Farmboy has a good picture of a windlass. "A Simple Windlass"

Yes, do the research. Most drilled wells have a six inch casing. Some may have a four inch liner. You can check your well log for this info. If you don't have it, all you need to do is remove the well cap to see what you have.

Hope this helps.


----------



## Solarman (Sep 26, 2011)

Reb said:


> Oh my. So many questions.
> 
> Solarman - Thank you for your information but what is a windlass? I don't think that Hubby would let me pull up the well innerds to check or do a test run. I need to do more research on this. He's not with me on anything "prepping". I believe this is very important. Thank you again.
> 
> I will put this at #2 research-wise. Thank you all again. Reb


Hear is an example of a modern windlass for well buckets. It is a way to hoist water from a well.

[ame=http://youtu.be/WrAaQJrcJl0]Windlass Hoist for Well Buckets - YouTube[/ame]


----------



## majik (Feb 23, 2005)

My well is a sandpoint. It has a cement cap, but it isn't deep - or accessible - by any means. I've been thinking we need a hand pump. Thoughts?


----------



## Solarman (Sep 26, 2011)

majik said:


> My well is a sandpoint. It has a cement cap, but it isn't deep - or accessible - by any means. I've been thinking we need a hand pump. Thoughts?
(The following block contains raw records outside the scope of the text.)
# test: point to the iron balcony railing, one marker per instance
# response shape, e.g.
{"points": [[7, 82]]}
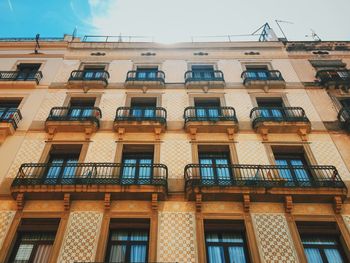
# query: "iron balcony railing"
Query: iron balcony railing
{"points": [[92, 114], [91, 173], [139, 75], [277, 114], [208, 75], [158, 114], [337, 76], [89, 75], [210, 114], [267, 176], [21, 76], [262, 75], [10, 115]]}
I do not know much about the well you speak of. Do you have any pics of it?


----------



## majik (Feb 23, 2005)

No pictures handy, but I'll try and make that a weekend project. I don't want to miss out on good HT advice.


----------



## Ohio Rusty (Jan 18, 2008)

I just have a small hole in the cement cap over the well. I really need a hand pump. The water isn't really drinkable .... too much iron and sulphur, but it's great for the tomatos !!

I need to make a wooden bucket.... never done that. I need one that is taller and thinner than a standard wooden bucket. It's for carrying tools, not water. Not sur how successful I'll be at doing cooper work ...

Ohio Rusty ><>

"Captain Smith, do I understand that the Titanic just hit an iceberg?"
"Yes, Mr. Andrews."
"Do you understand that I did not design her for that?"
"I do, Mr. Andrews."
"Well, fine, then. We all win."


----------



## meanwhile (Dec 13, 2007)

We have a back up water cistern. Holds 1000 gallons and a 2nd cistern down the hill with another 1000 gallons. We have just a cheap hand pitcher pump on them. The well bucket idea is a good one too.


----------



## Solarman (Sep 26, 2011)

meanwhile said:


> We have a back up water cistern. Holds 1000 gallons and a 2nd cistern down the hill with another 1000 gallons. We have just a cheap hand pitcher pump on them. The well bucket idea is a good one too.


Sounds like your planning well. Soon we will be getting a tank or two that size for watering the garden from run off from the roof.


----------